(Australian Associated Press)
A dim outlook for wages growth and continuing worries about households overextending themselves to pay mortgages were key factors that convinced the Reserve Bank of Australia to leave official interest rates on hold in May.
Minutes from the RBA’s May meeting show bank board members are waiting to see what effects recent mortgage rate rises and regulatory clampdowns on lending will have on high housing-related debt levels before deciding on any shift in rates.
The central bank is also expecting only gradual improvement in the jobs market and a similarly sluggish rise in Australia’s low wage growth.
“The board continued to judge that developments in the labour and housing markets warranted careful monitoring,” the minutes noted.
The RBA left the cash rate unchanged at 1.5 per cent at its May meeting, continuing the holding stance it has held since a 0.25 per cent cut in August 2016.

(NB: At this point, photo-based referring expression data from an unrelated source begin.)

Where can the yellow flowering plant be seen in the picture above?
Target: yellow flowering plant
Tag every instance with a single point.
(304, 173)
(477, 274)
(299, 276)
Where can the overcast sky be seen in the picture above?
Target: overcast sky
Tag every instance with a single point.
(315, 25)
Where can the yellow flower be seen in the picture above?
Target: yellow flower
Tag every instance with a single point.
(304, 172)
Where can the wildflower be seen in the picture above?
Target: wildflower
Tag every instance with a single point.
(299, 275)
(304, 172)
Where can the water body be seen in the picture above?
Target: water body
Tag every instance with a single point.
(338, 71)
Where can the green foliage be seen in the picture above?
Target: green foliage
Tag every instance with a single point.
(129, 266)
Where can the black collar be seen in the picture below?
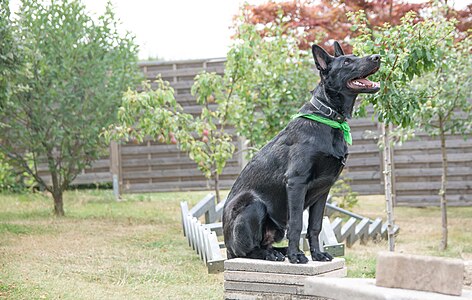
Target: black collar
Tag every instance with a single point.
(326, 111)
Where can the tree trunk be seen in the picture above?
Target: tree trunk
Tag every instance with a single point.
(58, 204)
(442, 191)
(217, 187)
(388, 186)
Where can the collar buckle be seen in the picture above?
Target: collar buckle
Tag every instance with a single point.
(326, 110)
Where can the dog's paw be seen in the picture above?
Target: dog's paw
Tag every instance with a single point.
(297, 258)
(321, 256)
(270, 256)
(279, 256)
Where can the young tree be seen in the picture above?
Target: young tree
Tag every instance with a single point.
(326, 20)
(155, 114)
(408, 50)
(73, 71)
(446, 108)
(271, 80)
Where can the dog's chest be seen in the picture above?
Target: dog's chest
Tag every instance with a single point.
(325, 172)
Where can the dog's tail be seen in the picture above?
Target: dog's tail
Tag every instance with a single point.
(283, 250)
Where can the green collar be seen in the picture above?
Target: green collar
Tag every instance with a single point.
(343, 126)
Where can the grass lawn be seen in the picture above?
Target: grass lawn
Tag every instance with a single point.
(134, 249)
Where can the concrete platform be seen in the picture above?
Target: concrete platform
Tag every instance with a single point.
(418, 272)
(259, 279)
(263, 266)
(365, 289)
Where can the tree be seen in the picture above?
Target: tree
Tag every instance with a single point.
(445, 108)
(73, 71)
(155, 114)
(271, 80)
(408, 50)
(326, 20)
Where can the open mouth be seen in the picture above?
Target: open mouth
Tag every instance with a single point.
(364, 84)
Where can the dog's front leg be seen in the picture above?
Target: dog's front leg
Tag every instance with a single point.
(296, 191)
(315, 222)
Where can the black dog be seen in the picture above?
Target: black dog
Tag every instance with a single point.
(297, 168)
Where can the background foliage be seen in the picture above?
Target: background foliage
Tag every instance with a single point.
(70, 71)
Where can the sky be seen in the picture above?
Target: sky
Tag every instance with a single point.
(179, 29)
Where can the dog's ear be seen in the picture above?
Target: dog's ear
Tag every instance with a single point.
(338, 51)
(322, 58)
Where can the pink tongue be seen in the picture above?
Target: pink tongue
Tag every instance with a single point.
(364, 81)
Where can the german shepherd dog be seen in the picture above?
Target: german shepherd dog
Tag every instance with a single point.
(297, 168)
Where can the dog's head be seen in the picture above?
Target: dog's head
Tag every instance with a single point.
(346, 74)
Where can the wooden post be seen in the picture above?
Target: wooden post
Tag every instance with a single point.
(115, 169)
(388, 186)
(392, 170)
(242, 152)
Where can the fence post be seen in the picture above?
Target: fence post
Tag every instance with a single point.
(115, 169)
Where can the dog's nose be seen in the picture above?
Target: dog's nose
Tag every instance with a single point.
(375, 57)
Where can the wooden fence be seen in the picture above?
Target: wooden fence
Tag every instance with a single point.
(152, 166)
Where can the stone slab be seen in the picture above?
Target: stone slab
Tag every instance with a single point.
(423, 273)
(264, 288)
(257, 277)
(266, 296)
(285, 267)
(468, 273)
(362, 289)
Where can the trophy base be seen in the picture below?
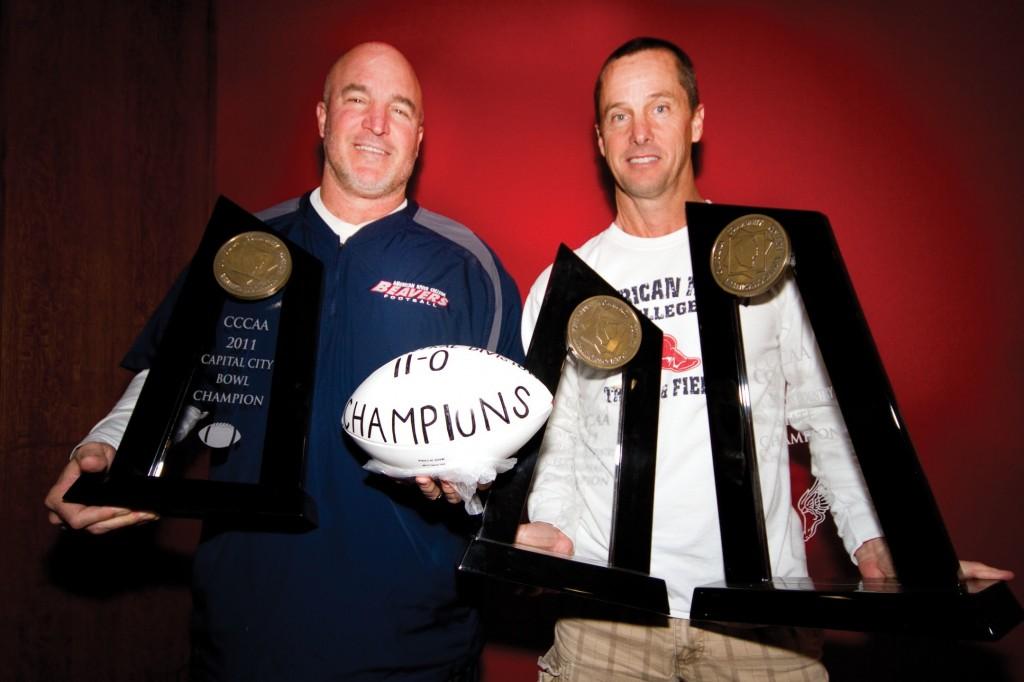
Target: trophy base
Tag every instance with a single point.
(237, 505)
(978, 610)
(554, 571)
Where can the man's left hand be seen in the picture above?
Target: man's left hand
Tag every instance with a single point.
(875, 560)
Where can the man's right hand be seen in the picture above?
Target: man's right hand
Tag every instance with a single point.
(544, 536)
(89, 458)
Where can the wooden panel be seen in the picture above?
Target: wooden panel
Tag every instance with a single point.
(107, 183)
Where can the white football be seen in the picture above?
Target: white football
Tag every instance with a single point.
(219, 434)
(445, 408)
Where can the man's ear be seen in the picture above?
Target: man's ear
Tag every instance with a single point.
(322, 118)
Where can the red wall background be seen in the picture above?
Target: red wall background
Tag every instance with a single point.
(900, 121)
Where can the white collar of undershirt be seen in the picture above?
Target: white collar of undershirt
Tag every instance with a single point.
(340, 227)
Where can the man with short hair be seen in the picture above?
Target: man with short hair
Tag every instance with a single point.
(370, 594)
(648, 118)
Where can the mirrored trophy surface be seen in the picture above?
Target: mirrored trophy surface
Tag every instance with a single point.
(742, 257)
(584, 315)
(219, 430)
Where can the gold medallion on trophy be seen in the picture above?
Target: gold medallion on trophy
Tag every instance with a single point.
(604, 332)
(252, 265)
(750, 255)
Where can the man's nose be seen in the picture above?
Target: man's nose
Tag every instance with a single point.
(376, 120)
(641, 131)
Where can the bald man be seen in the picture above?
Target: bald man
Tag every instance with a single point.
(371, 593)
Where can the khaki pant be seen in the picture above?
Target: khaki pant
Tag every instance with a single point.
(589, 650)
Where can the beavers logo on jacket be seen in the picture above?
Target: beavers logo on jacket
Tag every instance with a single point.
(416, 293)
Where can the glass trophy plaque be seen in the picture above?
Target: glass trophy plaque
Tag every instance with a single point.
(584, 314)
(228, 391)
(749, 257)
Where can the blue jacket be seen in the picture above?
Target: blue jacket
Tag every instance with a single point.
(371, 593)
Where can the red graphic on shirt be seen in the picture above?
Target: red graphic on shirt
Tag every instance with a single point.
(673, 358)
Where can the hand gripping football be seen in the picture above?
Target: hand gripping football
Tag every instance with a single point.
(446, 412)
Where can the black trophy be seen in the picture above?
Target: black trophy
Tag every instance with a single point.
(625, 579)
(928, 598)
(229, 388)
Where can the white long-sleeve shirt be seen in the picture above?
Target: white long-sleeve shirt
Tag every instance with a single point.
(576, 472)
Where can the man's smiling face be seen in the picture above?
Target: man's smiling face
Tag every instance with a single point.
(646, 127)
(371, 121)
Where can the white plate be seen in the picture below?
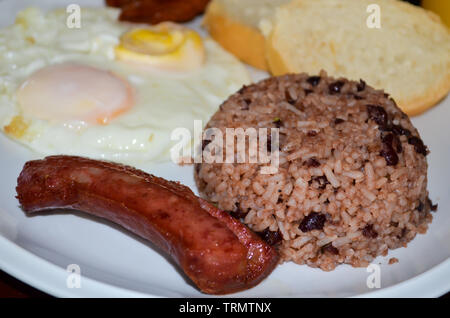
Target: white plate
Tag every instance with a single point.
(114, 263)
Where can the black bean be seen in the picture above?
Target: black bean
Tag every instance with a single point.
(288, 98)
(400, 131)
(403, 233)
(238, 213)
(389, 155)
(330, 249)
(369, 232)
(397, 144)
(312, 162)
(392, 141)
(335, 87)
(271, 238)
(313, 80)
(433, 207)
(338, 121)
(419, 147)
(205, 143)
(394, 224)
(322, 181)
(247, 102)
(420, 206)
(313, 221)
(278, 122)
(361, 85)
(243, 89)
(378, 115)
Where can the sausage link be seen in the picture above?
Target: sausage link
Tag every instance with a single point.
(156, 11)
(218, 253)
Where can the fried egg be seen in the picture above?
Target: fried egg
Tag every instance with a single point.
(108, 90)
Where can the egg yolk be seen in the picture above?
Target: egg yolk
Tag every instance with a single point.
(74, 92)
(166, 46)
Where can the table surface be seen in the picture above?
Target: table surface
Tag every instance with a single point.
(13, 288)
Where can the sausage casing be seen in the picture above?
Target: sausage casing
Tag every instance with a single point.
(217, 252)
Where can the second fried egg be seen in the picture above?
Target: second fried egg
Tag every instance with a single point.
(87, 92)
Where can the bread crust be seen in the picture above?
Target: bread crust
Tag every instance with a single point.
(245, 42)
(413, 104)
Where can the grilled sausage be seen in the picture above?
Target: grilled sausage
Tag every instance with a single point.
(218, 253)
(156, 11)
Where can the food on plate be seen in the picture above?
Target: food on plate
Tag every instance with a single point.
(408, 55)
(218, 253)
(235, 24)
(111, 90)
(166, 46)
(352, 175)
(156, 11)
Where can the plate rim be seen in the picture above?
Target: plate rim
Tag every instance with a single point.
(427, 284)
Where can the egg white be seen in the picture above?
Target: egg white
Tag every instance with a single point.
(163, 100)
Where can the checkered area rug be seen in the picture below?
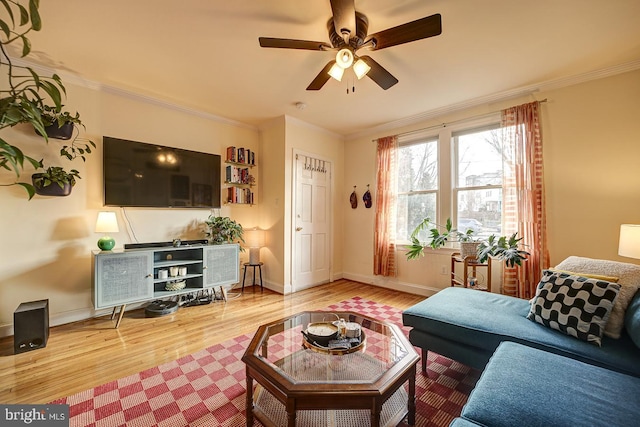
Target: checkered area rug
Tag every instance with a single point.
(207, 388)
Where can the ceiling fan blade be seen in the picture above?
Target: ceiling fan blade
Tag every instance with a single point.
(411, 31)
(293, 44)
(379, 74)
(344, 16)
(322, 77)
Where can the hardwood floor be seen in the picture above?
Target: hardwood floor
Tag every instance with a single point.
(85, 354)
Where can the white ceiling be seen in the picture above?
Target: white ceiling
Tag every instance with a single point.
(204, 54)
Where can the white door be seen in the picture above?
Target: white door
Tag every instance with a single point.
(312, 222)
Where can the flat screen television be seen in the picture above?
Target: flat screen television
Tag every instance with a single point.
(138, 174)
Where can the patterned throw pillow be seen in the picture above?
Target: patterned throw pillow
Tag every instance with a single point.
(574, 305)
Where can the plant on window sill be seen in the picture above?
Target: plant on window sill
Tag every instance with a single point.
(504, 248)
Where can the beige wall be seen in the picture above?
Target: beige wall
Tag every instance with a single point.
(591, 146)
(591, 137)
(272, 200)
(281, 137)
(47, 242)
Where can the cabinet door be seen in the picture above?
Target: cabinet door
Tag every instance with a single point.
(221, 265)
(123, 278)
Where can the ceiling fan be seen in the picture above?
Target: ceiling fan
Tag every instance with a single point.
(348, 33)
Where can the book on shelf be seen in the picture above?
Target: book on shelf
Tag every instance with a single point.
(242, 196)
(240, 155)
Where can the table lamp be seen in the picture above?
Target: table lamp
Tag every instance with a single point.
(629, 245)
(254, 239)
(106, 223)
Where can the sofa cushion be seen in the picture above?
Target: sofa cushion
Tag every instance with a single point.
(482, 320)
(574, 305)
(628, 277)
(632, 319)
(526, 386)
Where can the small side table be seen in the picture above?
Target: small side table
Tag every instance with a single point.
(473, 264)
(254, 266)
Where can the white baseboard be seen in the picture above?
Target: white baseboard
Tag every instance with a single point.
(384, 282)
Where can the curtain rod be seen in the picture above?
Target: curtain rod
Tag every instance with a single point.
(445, 124)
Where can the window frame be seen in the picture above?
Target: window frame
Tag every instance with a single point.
(446, 194)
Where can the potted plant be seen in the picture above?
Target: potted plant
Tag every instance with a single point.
(59, 124)
(504, 248)
(28, 97)
(54, 181)
(222, 230)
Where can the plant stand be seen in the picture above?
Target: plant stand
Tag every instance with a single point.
(470, 263)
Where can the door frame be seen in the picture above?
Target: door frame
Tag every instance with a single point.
(295, 286)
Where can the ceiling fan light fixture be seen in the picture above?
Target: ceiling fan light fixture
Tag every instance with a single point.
(336, 72)
(361, 68)
(344, 58)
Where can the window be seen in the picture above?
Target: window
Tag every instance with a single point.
(477, 189)
(451, 173)
(417, 186)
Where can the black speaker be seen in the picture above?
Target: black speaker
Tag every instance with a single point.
(31, 326)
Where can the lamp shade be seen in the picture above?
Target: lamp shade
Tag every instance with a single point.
(336, 72)
(106, 223)
(629, 245)
(361, 68)
(344, 58)
(254, 239)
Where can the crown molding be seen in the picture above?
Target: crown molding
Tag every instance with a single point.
(76, 79)
(501, 96)
(302, 123)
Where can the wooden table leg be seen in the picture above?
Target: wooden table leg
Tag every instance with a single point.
(249, 402)
(411, 403)
(375, 413)
(291, 413)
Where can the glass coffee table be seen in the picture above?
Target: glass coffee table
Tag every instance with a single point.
(307, 384)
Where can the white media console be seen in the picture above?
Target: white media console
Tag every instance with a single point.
(122, 277)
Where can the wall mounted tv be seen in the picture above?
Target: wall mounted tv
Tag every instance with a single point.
(138, 174)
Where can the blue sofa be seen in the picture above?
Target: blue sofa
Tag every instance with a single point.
(533, 375)
(524, 386)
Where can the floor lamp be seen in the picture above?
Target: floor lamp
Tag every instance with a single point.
(255, 240)
(629, 245)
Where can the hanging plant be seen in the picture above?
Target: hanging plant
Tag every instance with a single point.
(29, 97)
(55, 181)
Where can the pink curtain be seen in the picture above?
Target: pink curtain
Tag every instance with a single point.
(523, 196)
(384, 255)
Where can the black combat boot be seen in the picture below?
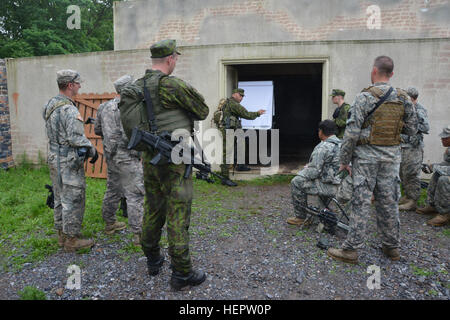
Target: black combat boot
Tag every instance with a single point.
(154, 265)
(179, 281)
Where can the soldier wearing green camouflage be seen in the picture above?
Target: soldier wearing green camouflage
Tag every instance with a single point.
(233, 111)
(68, 148)
(176, 105)
(340, 115)
(375, 155)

Reaction from economists and the markets was muted, with observers noting little change in the RBA’s language from its quarterly Statement on Monetary Policy, released in early May.
Attention was focused on the bank’s mention of the labour and housing markets, with RBC’s head of ANZ strategy Su-Lin Ong saying the RBA had renewed the importance of the state of the jobs market.
“Having dropped an explicit reference to watching the labour market in the statement following the conclusion of the May board meeting, the minutes re-instated the April minutes reference,” Ms Ong said, noting the “careful monitoring” phrase in the final paragraph of the minutes.
NAB economist Tapas Strickland said the RBA remained concerned that any cut to rates to stimulate inflation and jobs could have the negative effect of boosting borrowing for housing and add to already risky household debt levels.
“Today’s minutes suggest the RBA could be willing to re-consider this trade-off should the labour market deteriorate, or housing risks diminish and unemployment remains elevated,” Mr Strickland said.
NAB expects official interest rates to remain on hold in 2017 and 2018, while CBA economist Kristina Clifton said the RBA was expected to keep rates steady “well into 2018”.